The young lender leaves of yellow dock are a wonderful spring green that can be eaten as a salad or cooked as a potherb. I love chopping up these leaves and mixing them with other salad greens. Besides being high in iron, the leaves also contain significant levels of calcium, potassium, and beta carotine. They have a slight lemony twang to them, which indicates the presene of oxalic acid (Which is also found in beets, spinach and rhubarb leaves.) Because of the oxalic acid found in yellow dock leaves, it is not recommended to eat large amounts of raw greens.
Dock Seed Flour
Harvest yellow dock seeds in the late summer or fall when they have turned a rusty brown color. Place them in a brown paper bag and leave them on their side for a couple hours or perhaps overnight. (This lets any bugs that may have been living in the seeds crawl out.) Go through the seeds picking out any leaves or other debris. Once it looks good to you, place the seeds in a blender or food processor until it has ground into flour. You can add this hearty flour to your pie crusts, breads or the cracker recipe below. Store this flour in a glass jar.
Dock Seed Crackers
One Cup of dock seed flour
One tsp of salt
One cup flour of your choice (My favorites are whole-wheat pastry flour and rye flour. Brown rice flour is also an alternative that is gluten free.

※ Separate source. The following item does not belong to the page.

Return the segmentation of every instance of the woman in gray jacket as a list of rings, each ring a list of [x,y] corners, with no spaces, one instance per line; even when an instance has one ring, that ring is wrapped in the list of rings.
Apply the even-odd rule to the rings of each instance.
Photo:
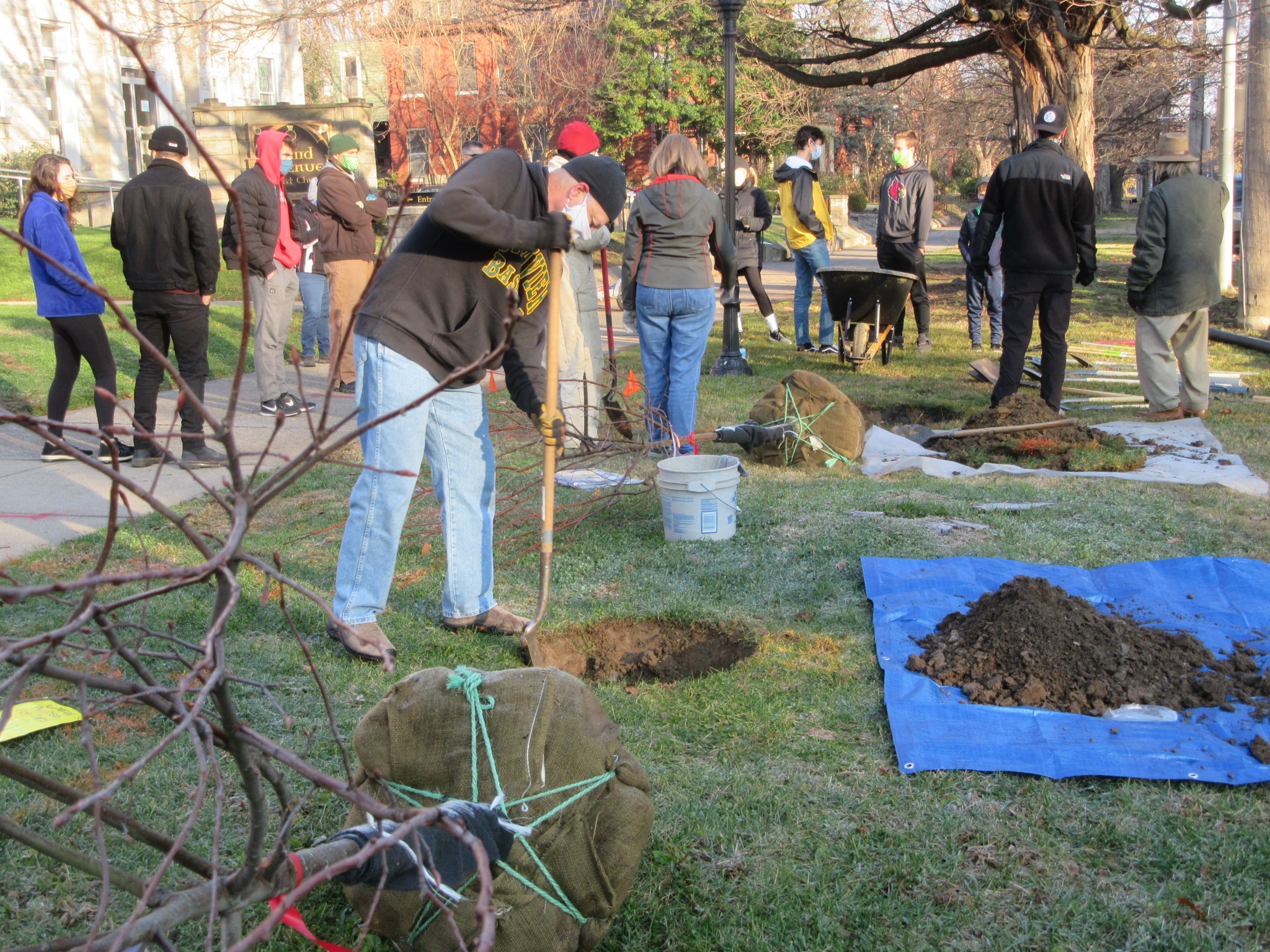
[[[686,136],[662,140],[649,175],[627,217],[622,308],[635,312],[639,330],[649,440],[673,438],[679,452],[692,453],[701,358],[715,316],[714,269],[726,275],[735,253],[719,195],[705,185],[705,160]]]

It provides a more “nuttier” taste.)
Mix in enough water to make a pliable, but not sticky dough.
On a well-floured suface, roll dough as thin as possible. Cut into desired shapes or transfer it whole to a well-oiled cookie sheet.
Bake for 10-12 minutes at 375 degrees or until crisp. These hearty crackers go great with Brie or goat cheese.
Yellow Dock Frittata
This breakfast dish can be made with any wild greens, but Yellow Dock gives it a nice lemony taste.
1 cup Yellow Dock leaves, cooked and well-drained
2 Tbsp raw cream
1/2 tsp salt, dash of pepper
1 medium potato
1/4 cup minced onion or leek
2 Tbsp butter
1 cup grated goat cheese
1 tsp dried basil
1 Tbsp mustard
Peel and finely chop potato. Sautee onion in butter until tender in a 10-inch broiler-proof skillet cast iron is perfect). Add potato and saute for about 5 minutes. Whisk eggs, cream, basil, cheese, mustard, salt and pepper together in a bowl. Add Yellow Dock leaves. Preheat Broiler on your oven. Add egg mixture to potatoes and onions. Cook on low heat for about 10 minutes until bottom of frittata is set but top is still runny. Put skillet in broiler and cook about 5 minutes until top is set. Be careful not to let it get too brown!